As Common Cause noted in a comprehensive report a decade after the legislation became law, its enactment triggered plenty of unforeseen consequences, and clearly benefited the industry much more than the public.
Still, a lot has changed in the past 16 years. And while there are legitimate reasons to worry about the adverse effects of media consolidation — including reductions in local coverage, diversity of voices and minority ownership — in some instances, the alternative might be seeing news outlets disappear entirely.
For once, Chicken Little’s warnings have the ring of truth. Newspapers already have experienced a dramatic reduction in resources in key cities, leaving several major markets without a daily print presence, and vastly depleted ambitions in any space. Local TV is wrestling with similar challenges, despite all the advantages earlier rules-changes afforded them.
Simply put, pooling assets under one umbrella might be the best chance of sustaining coverage in many cities by finding ways to create content for use across multiple platforms, including TV and publishing. While such combinations will by definition reduce ownership diversity, if the alternative is folding newspapers entirely or gutting staffs, it’s hard to see who gains.
Granted, pairing disparate operations hasn’t always worked terribly well in the past — witness Tribune Co.’s dysfunctional attempts to wed TV and print — and is sure to create awkward alliances and strange bedfellows. Indeed, even the acquisition of Variety by Penske Media — which owns a key competitor, Deadline.com — at first blush falls into the latter category.

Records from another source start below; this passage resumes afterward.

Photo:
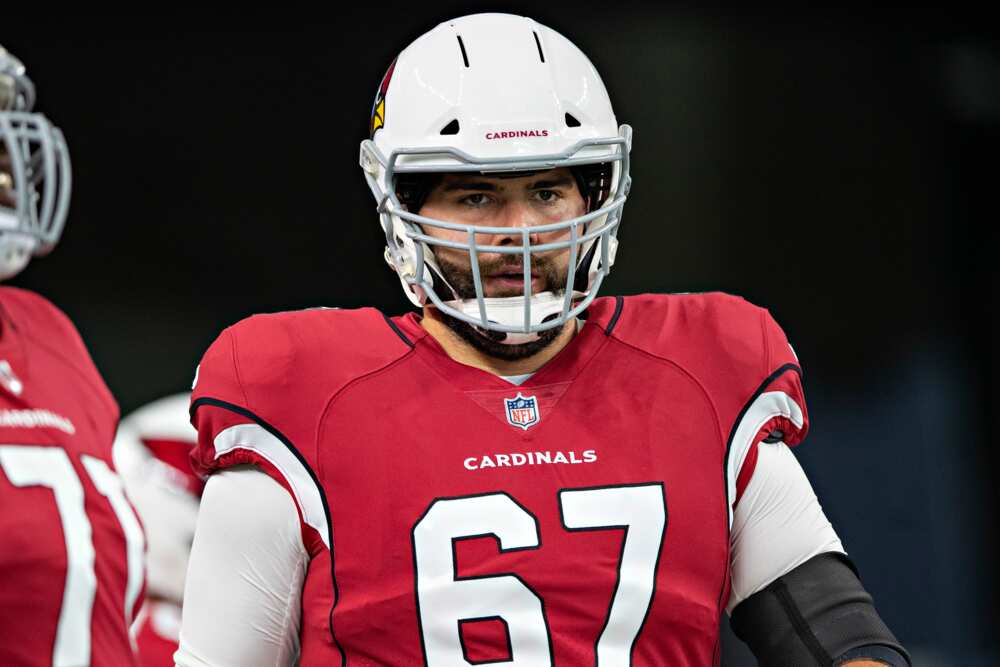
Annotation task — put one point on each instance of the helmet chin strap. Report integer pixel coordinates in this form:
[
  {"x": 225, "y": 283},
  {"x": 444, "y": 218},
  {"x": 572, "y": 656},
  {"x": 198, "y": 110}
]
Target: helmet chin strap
[
  {"x": 509, "y": 311},
  {"x": 16, "y": 247}
]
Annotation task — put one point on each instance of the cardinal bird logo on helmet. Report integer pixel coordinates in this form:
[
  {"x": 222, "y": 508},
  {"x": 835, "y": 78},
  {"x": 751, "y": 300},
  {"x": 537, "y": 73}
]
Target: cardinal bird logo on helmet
[{"x": 378, "y": 109}]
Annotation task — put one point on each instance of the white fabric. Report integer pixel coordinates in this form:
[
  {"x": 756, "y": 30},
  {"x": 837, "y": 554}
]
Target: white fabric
[
  {"x": 778, "y": 524},
  {"x": 242, "y": 598},
  {"x": 765, "y": 407},
  {"x": 254, "y": 438},
  {"x": 159, "y": 491}
]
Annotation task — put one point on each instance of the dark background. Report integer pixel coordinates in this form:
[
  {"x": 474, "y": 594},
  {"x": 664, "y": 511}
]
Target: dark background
[{"x": 835, "y": 167}]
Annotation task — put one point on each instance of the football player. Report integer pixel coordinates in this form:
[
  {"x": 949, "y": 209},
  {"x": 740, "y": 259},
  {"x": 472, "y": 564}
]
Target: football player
[
  {"x": 71, "y": 557},
  {"x": 522, "y": 473},
  {"x": 152, "y": 455}
]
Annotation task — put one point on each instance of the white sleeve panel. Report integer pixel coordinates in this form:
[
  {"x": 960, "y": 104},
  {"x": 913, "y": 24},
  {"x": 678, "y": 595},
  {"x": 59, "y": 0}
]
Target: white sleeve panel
[
  {"x": 777, "y": 525},
  {"x": 242, "y": 599}
]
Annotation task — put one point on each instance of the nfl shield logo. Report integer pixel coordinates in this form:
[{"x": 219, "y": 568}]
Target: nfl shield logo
[{"x": 522, "y": 411}]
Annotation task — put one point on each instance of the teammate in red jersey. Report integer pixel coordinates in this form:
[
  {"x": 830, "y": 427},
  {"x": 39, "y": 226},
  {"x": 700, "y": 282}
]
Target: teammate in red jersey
[
  {"x": 522, "y": 474},
  {"x": 71, "y": 557},
  {"x": 152, "y": 455}
]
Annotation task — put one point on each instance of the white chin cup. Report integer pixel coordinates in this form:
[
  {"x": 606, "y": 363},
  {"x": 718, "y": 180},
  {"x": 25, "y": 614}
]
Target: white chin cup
[
  {"x": 16, "y": 249},
  {"x": 509, "y": 311}
]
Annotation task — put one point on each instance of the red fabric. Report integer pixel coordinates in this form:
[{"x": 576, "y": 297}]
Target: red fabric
[
  {"x": 391, "y": 432},
  {"x": 156, "y": 636},
  {"x": 63, "y": 405}
]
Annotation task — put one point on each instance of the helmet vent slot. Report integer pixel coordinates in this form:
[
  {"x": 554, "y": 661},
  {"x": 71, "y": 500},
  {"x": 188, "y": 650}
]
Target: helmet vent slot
[{"x": 538, "y": 43}]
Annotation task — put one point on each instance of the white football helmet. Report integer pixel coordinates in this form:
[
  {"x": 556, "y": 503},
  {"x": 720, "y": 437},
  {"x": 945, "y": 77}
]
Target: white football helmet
[
  {"x": 496, "y": 94},
  {"x": 150, "y": 454},
  {"x": 35, "y": 178}
]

Still, watching Tribune seek to dig itself out of bankruptcy has offered a cautionary tale. The company’s newspapers in Los Angeles and Chicago have already been slashed in size and scope, making a good case for finding a deeper-pocketed owner.
In a Nov. 28 conference call organized by the advocacy group Free Press, a coalition of groups expressed misgivings about forging ahead without further study. “Pushing through these rules right now will actually stifle innovation,” said Bernie Lunzer, president of the Newspaper Guild-CWA, a media union.
Should the FCC proceed with its plans, there will no doubt be some irony in another round of deregulation happening under a Democratic administration. Murdoch — on the hunt for acquisitions to stock his soon-to-be-split-up company — would be an obvious beneficiary of being granted a larger shopping cart, and whether via his holdings or his Twitter account, there have been few more vocal and alarmist critics of the current president.
Nevertheless, helping out people who don’t necessarily need or deserve it — and Murdoch certainly qualifies on that score — isn’t by itself reason to squelch rule changes with genuine potential to assist struggling news-gathering enterprises that serve communities.
Free Press president-CEO Craig Aaron called the prospect of the feds allowing more consolidation “another handout to big media,” while reiterating the warning that centralized ownership undermines alternative voices.
If history is any guide, those are legitimate concerns. They must be balanced, however, against a news media steadily losing key platforms through sheer shrinkage, while waiting for the Internet to catch up with the traditional model.
Opponents of changing the FCC rules mostly have asked for further examination. “We want some time to talk about it,” Lunzer said.
Still, there’s no arguing journalism has seen thousands of jobs evaporate over the past decade. So while more information is always helpful, time might be one of those luxuries many who care about media can no longer afford.